В соседней комнате вдруг воцаряется тишина, хотя обычно отход Веры ко сну сопровождается воркующим телевизором, поставленным на sleep mode, и шорохом простыней, слышным из любой точки квартиры. А тут, представляете, такая пауза. Как в старых советских фильмах: даже не знаешь, чем заполнить.
– Видишь ли… Каждому богу нужны друзья и помощники. Без них ему плохо. И вот этот бог, мой бог, – он выбрал в друзья меня. Еще давно, когда тебя не было на свете. А потом притворился мертвым. Зачем, почему? Я не знаю, это он бог, а не я... И мы все зажили так, как будто его никогда и не было… А теперь вот он взял и ожил. И просит всех своих тогдашних друзей ему помочь. Потому что ему очень трудно, а новых друзей у него нет.
Не могу отделаться от чувства, что Вера все это слышит из соседней комнаты. Слишком уж вокруг тихо. Так кажется из-за жары, я знаю. Сорок по Цельсию делают мир подозрительным, заставляет во всем видеть подвох. Но хорошо, что Стас меня прерывает:
– Это как апостол Петр и апостол Павел, да? Друзья Христа?
– Да, сынок. Примерно так.
А дальше происходит то, чего я никак не мог ожидать. Переварив все услышанное, подумав пятилетней головой и поморщив с минуту пятилетний же лоб, Стас отреагировал на новость, с утра заставляющую меня сходить с ума, вот каким образом:
– Вау! – воскликнул он. – Вау. Ты будешь апостолом, папа? Ура! Это так здорово! Урраааа!!! И я смогу всем рассказать об этом в садике?
– Да, сынок. Ты сможешь всем рассказывать об этом в садике, – отвечаю растерянный. А что бы вы сказали на моем месте?
Когда доживаешь до тридцати четырех лет, кажется, что хотя бы с относительной степенью определенности ты можешь прогнозировать реакцию окружающих на свои действия и высказывания. А тут вдруг выясняется, что кишка твоя тонка даже решить задачку начального уровня. «Спрогнозируйте реакцию пятилетнего ребенка на известие, что папа уходит из семьи»… Думаете, вы эту реакцию знаете? Садитесь, кол.

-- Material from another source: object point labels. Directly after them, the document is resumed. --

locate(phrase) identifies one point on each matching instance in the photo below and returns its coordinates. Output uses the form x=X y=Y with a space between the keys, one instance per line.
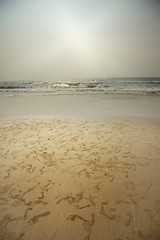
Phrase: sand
x=66 y=178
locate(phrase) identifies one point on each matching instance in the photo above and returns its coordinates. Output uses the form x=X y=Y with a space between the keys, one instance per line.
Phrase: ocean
x=92 y=86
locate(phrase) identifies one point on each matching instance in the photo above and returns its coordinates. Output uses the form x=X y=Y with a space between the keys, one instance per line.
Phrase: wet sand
x=66 y=178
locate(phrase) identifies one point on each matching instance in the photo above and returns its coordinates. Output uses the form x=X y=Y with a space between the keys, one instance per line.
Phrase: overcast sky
x=67 y=39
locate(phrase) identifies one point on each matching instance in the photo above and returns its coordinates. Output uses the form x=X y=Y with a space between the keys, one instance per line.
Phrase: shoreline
x=91 y=107
x=69 y=178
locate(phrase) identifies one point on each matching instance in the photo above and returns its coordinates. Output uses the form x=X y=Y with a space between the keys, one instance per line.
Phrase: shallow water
x=86 y=106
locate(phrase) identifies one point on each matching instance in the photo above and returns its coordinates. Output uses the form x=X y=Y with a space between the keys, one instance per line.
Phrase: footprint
x=70 y=199
x=87 y=225
x=36 y=218
x=103 y=212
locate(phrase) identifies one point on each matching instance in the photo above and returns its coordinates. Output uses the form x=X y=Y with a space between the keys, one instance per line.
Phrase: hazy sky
x=67 y=39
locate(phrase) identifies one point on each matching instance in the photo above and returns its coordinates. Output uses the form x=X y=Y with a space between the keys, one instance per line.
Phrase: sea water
x=92 y=86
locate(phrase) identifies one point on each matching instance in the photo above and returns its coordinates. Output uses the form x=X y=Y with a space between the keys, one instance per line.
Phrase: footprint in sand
x=36 y=218
x=87 y=225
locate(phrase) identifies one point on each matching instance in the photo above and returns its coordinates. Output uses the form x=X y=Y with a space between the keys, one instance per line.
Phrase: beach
x=78 y=178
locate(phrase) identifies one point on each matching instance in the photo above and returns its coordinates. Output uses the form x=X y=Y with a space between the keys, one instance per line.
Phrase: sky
x=68 y=39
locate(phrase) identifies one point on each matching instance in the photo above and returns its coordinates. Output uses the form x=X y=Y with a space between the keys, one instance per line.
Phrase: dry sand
x=79 y=179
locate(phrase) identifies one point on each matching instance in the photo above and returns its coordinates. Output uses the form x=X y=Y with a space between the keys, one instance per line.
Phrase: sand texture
x=67 y=179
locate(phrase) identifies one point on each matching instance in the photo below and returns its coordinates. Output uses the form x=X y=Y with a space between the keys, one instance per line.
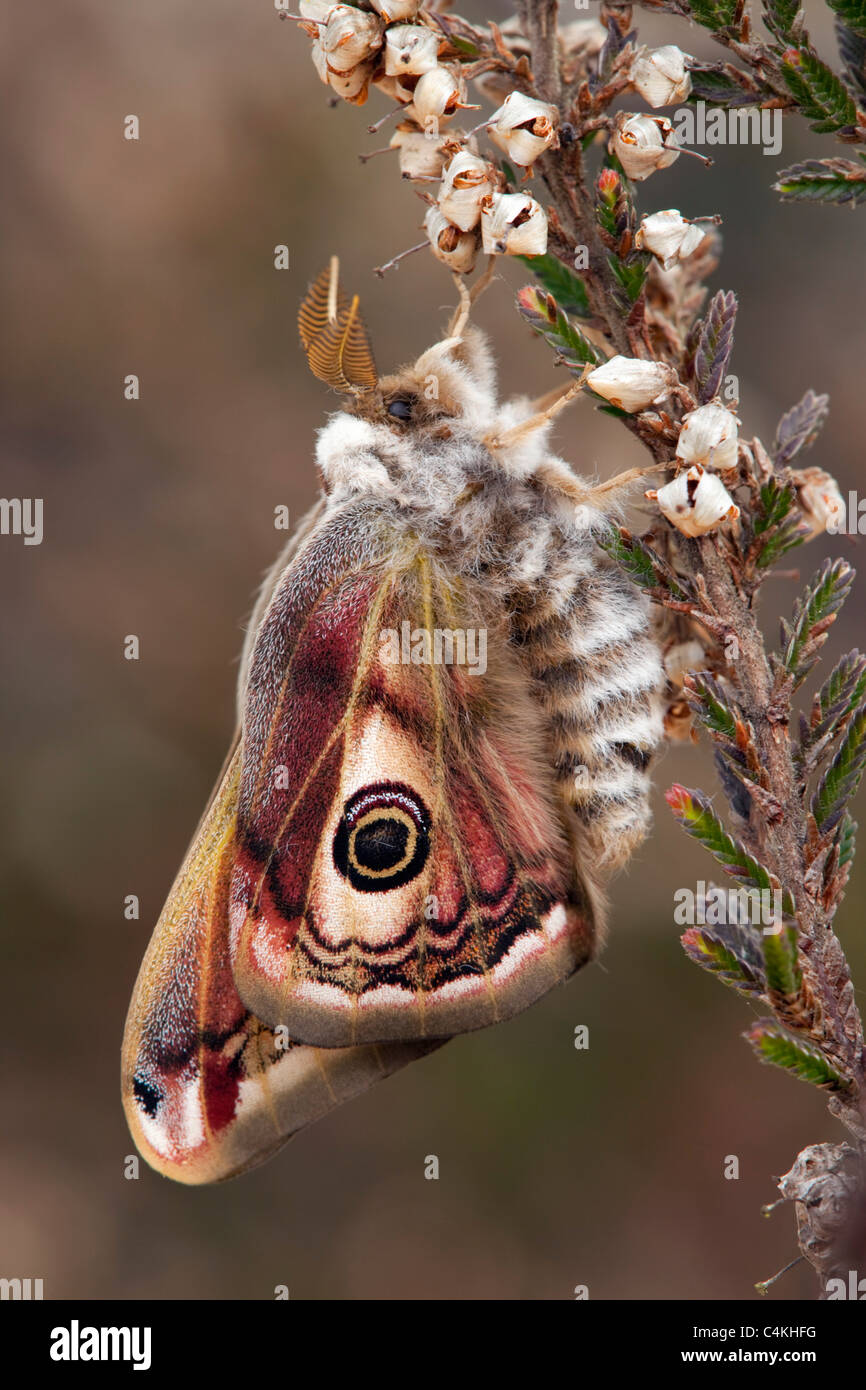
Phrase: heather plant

Правильный ответ: реакция наступит потом, когда он вырастет воспитанным женщиной слабаком. Когда будет каждую ночь спрашивать себя, тычась носом в мокрую подушку, чего такого плохого он сделал отцу, чтобы заслужить предательство. И когда, вполне возможно, он вас возненавидит. А пока… Пока садитесь. Кол.
– …Паааап?– доходит наконец до него.
– Да?
– А как же я, пап? Я тоже выбрал тебя в друзья. Помнишь, вы с мамой рассказывали мне, как я сидел на небесах и выбрал вас, чтобы у вас родиться?
– Ну, я же не навсегда ухожу, дружище. Мы с тобой будем видеться, конечно же. Только реже, чем сейчас. И укладывать тебя спать я буду не всегда.
– И все?
– И все.
– Правда-правда?
– Честно-честно.
Снова следует пятисекундная пауза, а потом мой маленький сын, мой дружище, он опять помогает мне, уже в который раз за последние сутки:
– Слушай, пап, – объявляет он, – да это фигня. Подумаешь! Ты и так постоянно задерживаешься на работе и ездишь в командировки. И не укладываешь меня спать. Я-то думал, ты улетишь к своему богу на небо.
– Когда-нибудь мы все туда улетим. Но пока что я ни на какое небо не собираюсь.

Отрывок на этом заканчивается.